In a bright kitchen hidden amongst warehouses on Annacis Island, chef Poyan Danesh adds the finishing garnish to a saffron lobster risotto while keeping an eye on the black tiger shrimp frying on the stove.
The kitchen on an industrial island in the Fraser River isn’t the first place you’d expect to find sumptuous cuisine prepared by the former member of Canada’s Culinary Olympics team.
Danesh isn’t preparing food at a restaurant. He’s the culinary director at Frobisher International Enterprise Ltd., a Richmond-based seafood importer. When you buy seafood in Richmond, whether at a restaurant or a grocery store, there’s a fair chance Danesh once prepared the product in this kitchen, convincing restaurant owners, suppliers and grocery stores to stock their shelves with it.
“The test kitchen is customer relationships if you will,” he said. “To have kind of an open environment of learning between chefs and restaurants to discuss seafood and sustainable seafood anytime you want.”
It’s used to sample the fish, crustaceans and mollusks Frobisher imports and to create new recipes the company can recommend to customers who buy their seafood.
“You get into the cooking world, I guess, to be able to experiment. And it’s always great that they have a positive experience and enjoy the food,” Danesh said.
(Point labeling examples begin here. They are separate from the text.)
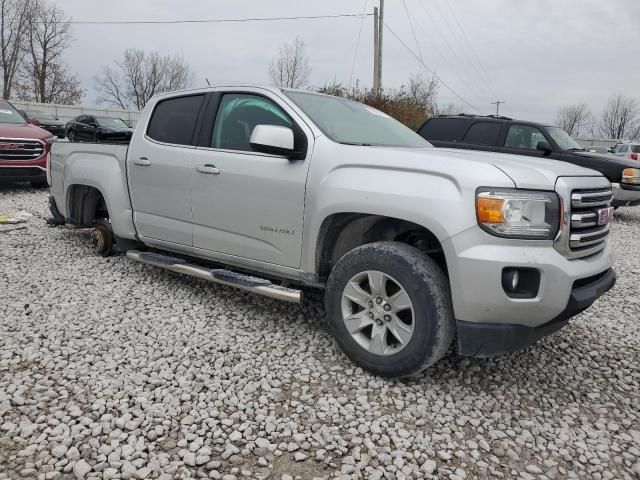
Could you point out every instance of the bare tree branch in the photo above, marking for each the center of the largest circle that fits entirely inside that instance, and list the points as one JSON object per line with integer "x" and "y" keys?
{"x": 44, "y": 77}
{"x": 290, "y": 68}
{"x": 574, "y": 119}
{"x": 620, "y": 117}
{"x": 13, "y": 28}
{"x": 140, "y": 76}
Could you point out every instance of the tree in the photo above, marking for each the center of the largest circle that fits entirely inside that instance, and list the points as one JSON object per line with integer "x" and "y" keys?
{"x": 423, "y": 91}
{"x": 140, "y": 76}
{"x": 573, "y": 119}
{"x": 44, "y": 77}
{"x": 620, "y": 117}
{"x": 13, "y": 27}
{"x": 290, "y": 68}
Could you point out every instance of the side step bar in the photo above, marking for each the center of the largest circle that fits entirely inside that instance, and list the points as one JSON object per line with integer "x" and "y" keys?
{"x": 257, "y": 285}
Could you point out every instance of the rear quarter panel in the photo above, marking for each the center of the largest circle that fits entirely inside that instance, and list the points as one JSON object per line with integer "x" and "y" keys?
{"x": 94, "y": 165}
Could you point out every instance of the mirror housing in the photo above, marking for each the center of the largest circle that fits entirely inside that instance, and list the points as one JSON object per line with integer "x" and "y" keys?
{"x": 545, "y": 147}
{"x": 273, "y": 139}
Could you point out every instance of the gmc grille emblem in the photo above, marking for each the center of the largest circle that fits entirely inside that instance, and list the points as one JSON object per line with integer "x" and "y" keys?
{"x": 9, "y": 146}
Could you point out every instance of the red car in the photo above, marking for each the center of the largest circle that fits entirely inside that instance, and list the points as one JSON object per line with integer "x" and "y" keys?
{"x": 24, "y": 148}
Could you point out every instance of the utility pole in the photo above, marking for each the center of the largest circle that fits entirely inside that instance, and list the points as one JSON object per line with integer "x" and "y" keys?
{"x": 497, "y": 103}
{"x": 376, "y": 47}
{"x": 381, "y": 30}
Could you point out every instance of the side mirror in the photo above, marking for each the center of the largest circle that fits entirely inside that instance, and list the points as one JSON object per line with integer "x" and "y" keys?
{"x": 545, "y": 147}
{"x": 272, "y": 139}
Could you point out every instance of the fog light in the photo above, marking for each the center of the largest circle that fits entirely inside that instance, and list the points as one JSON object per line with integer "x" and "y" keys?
{"x": 521, "y": 282}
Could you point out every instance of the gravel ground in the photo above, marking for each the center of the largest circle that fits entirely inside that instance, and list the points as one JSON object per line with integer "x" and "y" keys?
{"x": 112, "y": 369}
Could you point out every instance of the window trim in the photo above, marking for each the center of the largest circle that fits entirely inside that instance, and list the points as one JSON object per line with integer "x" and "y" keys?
{"x": 196, "y": 128}
{"x": 210, "y": 115}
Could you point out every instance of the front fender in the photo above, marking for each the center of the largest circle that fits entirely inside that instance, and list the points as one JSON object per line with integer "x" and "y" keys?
{"x": 442, "y": 203}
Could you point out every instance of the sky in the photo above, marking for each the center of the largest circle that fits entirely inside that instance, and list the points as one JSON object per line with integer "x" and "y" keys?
{"x": 536, "y": 55}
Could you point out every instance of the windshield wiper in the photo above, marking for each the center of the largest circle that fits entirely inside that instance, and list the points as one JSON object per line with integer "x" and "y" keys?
{"x": 357, "y": 144}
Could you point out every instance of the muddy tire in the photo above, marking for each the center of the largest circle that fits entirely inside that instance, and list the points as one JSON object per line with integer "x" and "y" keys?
{"x": 389, "y": 308}
{"x": 103, "y": 239}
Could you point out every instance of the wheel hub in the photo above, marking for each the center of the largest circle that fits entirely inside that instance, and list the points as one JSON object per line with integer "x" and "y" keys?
{"x": 378, "y": 312}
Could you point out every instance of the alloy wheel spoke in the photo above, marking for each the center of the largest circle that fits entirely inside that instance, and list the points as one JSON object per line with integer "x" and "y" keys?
{"x": 400, "y": 300}
{"x": 378, "y": 340}
{"x": 356, "y": 322}
{"x": 356, "y": 294}
{"x": 400, "y": 330}
{"x": 377, "y": 282}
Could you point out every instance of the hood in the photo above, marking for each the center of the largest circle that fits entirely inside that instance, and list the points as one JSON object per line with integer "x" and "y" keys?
{"x": 526, "y": 172}
{"x": 615, "y": 159}
{"x": 51, "y": 123}
{"x": 11, "y": 130}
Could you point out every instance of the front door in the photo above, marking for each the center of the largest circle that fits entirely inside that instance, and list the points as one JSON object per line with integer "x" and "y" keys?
{"x": 160, "y": 169}
{"x": 248, "y": 204}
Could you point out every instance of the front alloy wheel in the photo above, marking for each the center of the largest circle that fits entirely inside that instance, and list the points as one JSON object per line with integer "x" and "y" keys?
{"x": 378, "y": 312}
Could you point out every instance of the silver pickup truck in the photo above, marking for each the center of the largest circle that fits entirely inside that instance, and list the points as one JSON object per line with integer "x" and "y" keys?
{"x": 281, "y": 191}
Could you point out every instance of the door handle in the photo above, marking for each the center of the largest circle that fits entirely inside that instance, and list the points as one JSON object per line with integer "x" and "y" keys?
{"x": 208, "y": 169}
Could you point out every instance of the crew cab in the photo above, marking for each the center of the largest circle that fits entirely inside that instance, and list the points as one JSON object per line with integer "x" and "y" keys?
{"x": 280, "y": 192}
{"x": 24, "y": 148}
{"x": 506, "y": 135}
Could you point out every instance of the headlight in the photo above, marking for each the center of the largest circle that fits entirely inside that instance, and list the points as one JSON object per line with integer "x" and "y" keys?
{"x": 523, "y": 214}
{"x": 631, "y": 175}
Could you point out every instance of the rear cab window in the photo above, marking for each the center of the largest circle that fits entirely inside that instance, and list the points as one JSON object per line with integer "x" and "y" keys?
{"x": 483, "y": 133}
{"x": 174, "y": 120}
{"x": 443, "y": 129}
{"x": 524, "y": 137}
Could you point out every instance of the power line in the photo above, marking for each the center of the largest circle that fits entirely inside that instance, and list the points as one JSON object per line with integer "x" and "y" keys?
{"x": 473, "y": 51}
{"x": 463, "y": 100}
{"x": 413, "y": 32}
{"x": 472, "y": 82}
{"x": 355, "y": 53}
{"x": 215, "y": 20}
{"x": 464, "y": 51}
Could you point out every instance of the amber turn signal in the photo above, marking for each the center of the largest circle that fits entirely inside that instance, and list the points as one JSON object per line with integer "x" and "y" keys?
{"x": 490, "y": 209}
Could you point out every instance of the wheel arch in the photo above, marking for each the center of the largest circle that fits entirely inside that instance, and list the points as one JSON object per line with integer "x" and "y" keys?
{"x": 342, "y": 232}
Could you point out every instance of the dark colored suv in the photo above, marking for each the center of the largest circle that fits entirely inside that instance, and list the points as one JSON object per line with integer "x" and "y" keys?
{"x": 505, "y": 135}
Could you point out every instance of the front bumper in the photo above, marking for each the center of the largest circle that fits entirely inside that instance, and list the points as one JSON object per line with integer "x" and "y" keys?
{"x": 625, "y": 195}
{"x": 492, "y": 339}
{"x": 25, "y": 173}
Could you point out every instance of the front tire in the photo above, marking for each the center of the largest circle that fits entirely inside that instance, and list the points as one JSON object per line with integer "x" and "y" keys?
{"x": 389, "y": 308}
{"x": 103, "y": 239}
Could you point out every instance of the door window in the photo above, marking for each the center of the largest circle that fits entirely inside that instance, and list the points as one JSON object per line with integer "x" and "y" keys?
{"x": 174, "y": 120}
{"x": 523, "y": 137}
{"x": 238, "y": 114}
{"x": 483, "y": 133}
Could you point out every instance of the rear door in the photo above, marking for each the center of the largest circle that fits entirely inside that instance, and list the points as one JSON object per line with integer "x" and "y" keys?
{"x": 245, "y": 203}
{"x": 160, "y": 170}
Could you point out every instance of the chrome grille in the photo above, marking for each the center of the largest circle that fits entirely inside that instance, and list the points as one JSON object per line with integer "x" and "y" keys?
{"x": 16, "y": 149}
{"x": 585, "y": 233}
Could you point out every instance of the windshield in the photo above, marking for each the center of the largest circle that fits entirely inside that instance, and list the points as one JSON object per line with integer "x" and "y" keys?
{"x": 111, "y": 122}
{"x": 8, "y": 114}
{"x": 41, "y": 115}
{"x": 353, "y": 123}
{"x": 563, "y": 139}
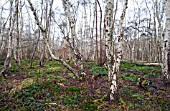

If you want to try one of Danesh’s recipes, you can pick up many of the seafood ingredients at a Richmond T&T (Frobisher won the grocery chain’s supplier of the year award in 2015) and watch a tutorial on his YouTube channel.
In the seafood importing world where supply chains usually conjure up images of ships, forklifts and warehouses, the test kitchen is an interesting place where the artistic aspects of cooking can be showcased.
Frobisher was founded Peter Fu, the son of a fisherman who immigrated to Richmond from China in the 1990s armed with a degree from Zhejiang Ocean University.
He started knocking on restaurant doors, trying to sell shrimp from suppliers he knew back in Asia. That’s how Frobisher was born (and named after the Richmond street Fu lived on).
Fast forward to 2018, and Frobisher is importing seafood from all over the world and selling it throughout Western Canada under several brand names.
They’re committed to offer more sustainable products recommended by organizations like Ocean Wise. People like Fu and Danesh go inside of suppliers’ operations to vet them for ethical practices.
Back at the kitchen, Danesh plates the tiger shrimp, now a pleasant pink, and points to a screen showing photos of his recent trip to remote Vietnam mangroves, where the crustaceans were harvested from an organic farm.
“When I went to school, seafood and sustainability was last thing on the agenda. It wasn't even on the agenda,” he said.
Now, he’s glad sustainable options have made it on the menu in Richmond and beyond.